Suche nach alternativen Bauteilen
Der RS Obsolescence Manager kann auch alternative Lösungen für problematische Komponenten vorschlagen. Für die Auswahl seiner Vorschläge hat er Zugriff auf die IHS-Markit-Datenbank mit über 70 Millionen Alternativlösungen. Mithilfe kategorisierter Kriterien wie Form, Passgenauigkeit und Funktion, direkter Austausch, funktionales Äquivalen“ oder ähnliches Produkt findet er potentielle Alternativen für problematische Komponenten.

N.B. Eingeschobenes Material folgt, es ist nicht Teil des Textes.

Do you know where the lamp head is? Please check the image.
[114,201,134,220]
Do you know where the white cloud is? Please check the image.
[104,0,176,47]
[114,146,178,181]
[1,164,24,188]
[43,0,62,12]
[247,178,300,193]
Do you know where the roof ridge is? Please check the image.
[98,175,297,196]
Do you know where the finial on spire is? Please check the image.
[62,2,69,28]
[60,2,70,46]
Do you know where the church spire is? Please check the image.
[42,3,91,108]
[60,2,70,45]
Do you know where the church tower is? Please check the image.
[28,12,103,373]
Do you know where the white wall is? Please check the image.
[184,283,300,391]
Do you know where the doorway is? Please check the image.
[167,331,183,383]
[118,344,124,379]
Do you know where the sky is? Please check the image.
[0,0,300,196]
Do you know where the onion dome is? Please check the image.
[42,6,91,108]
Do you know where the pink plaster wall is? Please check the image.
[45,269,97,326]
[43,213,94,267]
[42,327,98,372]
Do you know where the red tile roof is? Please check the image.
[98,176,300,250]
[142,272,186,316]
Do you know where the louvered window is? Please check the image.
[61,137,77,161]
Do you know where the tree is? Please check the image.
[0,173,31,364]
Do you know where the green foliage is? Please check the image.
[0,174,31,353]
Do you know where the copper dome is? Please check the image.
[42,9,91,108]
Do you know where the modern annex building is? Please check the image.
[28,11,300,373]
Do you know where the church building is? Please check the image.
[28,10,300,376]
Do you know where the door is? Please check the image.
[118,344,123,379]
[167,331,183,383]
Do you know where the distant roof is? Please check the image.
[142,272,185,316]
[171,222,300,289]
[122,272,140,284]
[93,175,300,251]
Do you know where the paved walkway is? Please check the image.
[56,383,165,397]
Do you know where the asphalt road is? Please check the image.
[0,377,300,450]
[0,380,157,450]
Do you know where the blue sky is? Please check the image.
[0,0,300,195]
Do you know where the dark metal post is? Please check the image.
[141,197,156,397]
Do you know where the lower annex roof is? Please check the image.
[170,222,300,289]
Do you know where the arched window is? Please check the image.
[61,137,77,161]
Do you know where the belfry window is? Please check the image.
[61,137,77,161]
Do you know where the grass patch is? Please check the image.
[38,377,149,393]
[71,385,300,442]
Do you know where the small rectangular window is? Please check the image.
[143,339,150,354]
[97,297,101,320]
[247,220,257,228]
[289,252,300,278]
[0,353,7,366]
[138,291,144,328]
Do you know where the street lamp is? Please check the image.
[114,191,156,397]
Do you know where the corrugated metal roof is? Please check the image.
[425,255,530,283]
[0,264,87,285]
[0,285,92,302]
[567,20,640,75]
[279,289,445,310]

200.000 weitere Produkte in zwölf Monaten
Momentan ist der „RS Obsolescence Manager“ für die frühen Phasen eines Projektzyklus gedacht, das heißt Forschung, Angebot, Konstruktion und Prototypen. In Zukunft werden die Funktionen des Programms jedoch erweitert, um auch die späteren Bestellungs-, Fertigungs- und Wartungsphasen abzudecken. Innerhalb der nächsten zwölf Monate soll die Produktabdeckung des Managers um weitere 200.000 bis 300.000 direkt bei RS erhältliche Produkte erweitert werden. Weitere geplante Funktionen umfassen die Suche nach mehreren Teilen, das Teilen von Listen mit Kollegen und „One-Click“-Einkauf von Teillisten. Dadurch können die Konstrukteure direkt in den Einkaufsprozess einbezogen werden. Bei allen Neuerungen werden stets
die Rückmeldungen aus der DesignSpark-Community berücksichtigt.
Kurz und knapp: Der „RS Obsolescence Manager“ gibt Konstrukteuren die Möglichkeit, bei der Auswahl von Komponenten technisch und wirtschaftlich nachhaltige Entscheidungen zu treffen. Er verringert vorausschauend das Risiko veralteter Komponenten, indem er End-of-Life-Probleme antizipiert und Alternativen für Problemteile findet. Das hilft Ingenieuren, ihre Zeit und ihre Ressourcen optimal einzusetzen.